As of 17 May, according to health ministry data, 7.53 crore men and 6.75 crore women were vaccinated in the country. In comparison, just 20,269 people, in what the government classifies as the ‘other’ category, got the Covid-19 vaccine. According to the 2011 census, there are 4.87 lakh transgenders in the country.
Activists say that underlying health conditions among members of the community have added to the woes.
“I know several people who have HIV but are not bothered about getting treatment. They are also worried about the symptoms you get after getting the vaccine,” Vanshika Yadav, an outreach worker at the NGO Pehel Foundation in Delhi, told ThePrint.
Her views were seconded by Divya Darshini, who works at Payana, a community-based organisation in Bengaluru. “Many in our community are HIV positive and are immunocompromised, so they are very afraid of going to crowded places and exposing themselves,” Darshini said.
According to Darshini, there is a historical aspect to the situation — the trans community’s distrust of institutions, especially hospitals, is adding to their vaccine hesitation.
“There is also a lot of misinformation going around about what happens after one takes the vaccine. They need counselling on how important it is to get vaccinated,” Darshini said. “Lack of awareness and illiteracy is our greatest concern. We are a marginalised community, the pandemic has only added to an already existing mental stress.”
Lack of digital access
There are more factors that compound the problem.
India’s Covid-19 vaccination drive has severely been criticised for creating a digital divide. One can book a slot only via the CoWin app or website — a practice that requires a functioning internet and smartphone, both of which are privileges not often afforded by the trans community.
“Our community does not know how to do online registration,” said Manpreet, a project manager at Pehel. “They don’t know where to go, what to do. Very few people from the trans community have smartphones, so that is another huge issue.”
Adding to their woes is the need for a government ID proof such as an Aadhaar card or a drivers’ licence.
“Most people don’t have any kind of documentation. We aren’t able to provide them with ration also because they don’t have proper ID,” Yadav said.

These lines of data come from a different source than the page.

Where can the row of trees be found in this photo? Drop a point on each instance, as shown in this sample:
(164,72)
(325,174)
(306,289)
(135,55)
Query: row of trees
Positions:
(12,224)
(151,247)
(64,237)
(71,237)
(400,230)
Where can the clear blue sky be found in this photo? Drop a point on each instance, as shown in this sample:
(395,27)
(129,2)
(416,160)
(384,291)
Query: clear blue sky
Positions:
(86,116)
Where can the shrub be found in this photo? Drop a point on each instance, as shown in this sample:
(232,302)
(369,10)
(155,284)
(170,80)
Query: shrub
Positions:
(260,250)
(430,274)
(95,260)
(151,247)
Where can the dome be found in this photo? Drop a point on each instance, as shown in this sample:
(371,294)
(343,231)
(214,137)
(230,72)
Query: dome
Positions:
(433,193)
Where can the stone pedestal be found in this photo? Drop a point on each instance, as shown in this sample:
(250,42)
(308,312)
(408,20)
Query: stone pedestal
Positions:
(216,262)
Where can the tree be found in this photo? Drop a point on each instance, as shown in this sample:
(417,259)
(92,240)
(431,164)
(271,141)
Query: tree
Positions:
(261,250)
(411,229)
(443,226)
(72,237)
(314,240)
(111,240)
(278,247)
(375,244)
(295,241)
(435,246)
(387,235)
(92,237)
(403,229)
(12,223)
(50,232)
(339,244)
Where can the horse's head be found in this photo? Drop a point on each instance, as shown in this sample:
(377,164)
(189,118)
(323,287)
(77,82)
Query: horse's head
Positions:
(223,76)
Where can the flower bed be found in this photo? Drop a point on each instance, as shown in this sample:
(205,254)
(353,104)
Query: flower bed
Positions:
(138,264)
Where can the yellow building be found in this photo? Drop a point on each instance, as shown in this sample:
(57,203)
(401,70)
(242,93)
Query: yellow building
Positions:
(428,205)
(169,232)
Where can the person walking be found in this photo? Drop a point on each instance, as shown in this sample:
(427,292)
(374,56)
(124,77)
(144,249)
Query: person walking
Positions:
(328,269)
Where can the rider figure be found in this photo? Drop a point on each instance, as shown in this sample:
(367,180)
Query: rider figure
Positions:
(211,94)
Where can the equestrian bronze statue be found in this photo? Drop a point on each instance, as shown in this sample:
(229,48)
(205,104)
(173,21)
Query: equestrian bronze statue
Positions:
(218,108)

Ramkali — who is part of Basera Samajik Sansthan, a community organisation focusing on social work in Noida — also believes a lack of IDs is hampering the vaccination drive among the trans community.
“Several members of the trans community either have male or female selected on their ID proofs. Very few people actually have trans IDs, which says they are transgender or ‘other’,” she said. “This could be another reason why the figures seem low.”
The absence of vaccination centres for those living in vulnerable regions is another point of concern. “Most transpeople feel gender dysphoria in public places. Vaccination centres need an atmosphere of safety and acceptance,” Neel, an associate at Ashoka University’s Centre for Studies in Gender and Sexuality, told ThePrint. “The government must partner with nonprofits that work in vulnerable regions to ensure the vaccination drive is wide-spread within the community.”
States take the lead
On 14 May, the Assam government became the first to announce special vaccination centres for the trans community.
“As a marginalised group, they were getting left out of the vaccination process and when we requested the health department, we got a very positive response. They helped with the logistics and we were able to start the vaccination drive without any glitch,” Swati Bidhan Baruah, founder of the All Assam Transgender Association and associate vice-chairperson of Assam government’s transgender welfare board, said.
Soon after, West Bengal announced that it would vaccinated transpeople — among vegetable sellers, hawkers, taxi and auto drivers and sex workers — on priority basis.
However, as India faces a vaccine shortage, running a targeted drive for the trans community is not sustainable. “We are trying to motivate everyone to get their slots booked. We are also helping them with registration since everything is online. Getting the community to follow Covid-appropriate behaviour is very hard because they are illiterate and unaware,” Simran Arora, consultant transgender at the National Backward Classes Finance & Development Corporation, told ThePrint.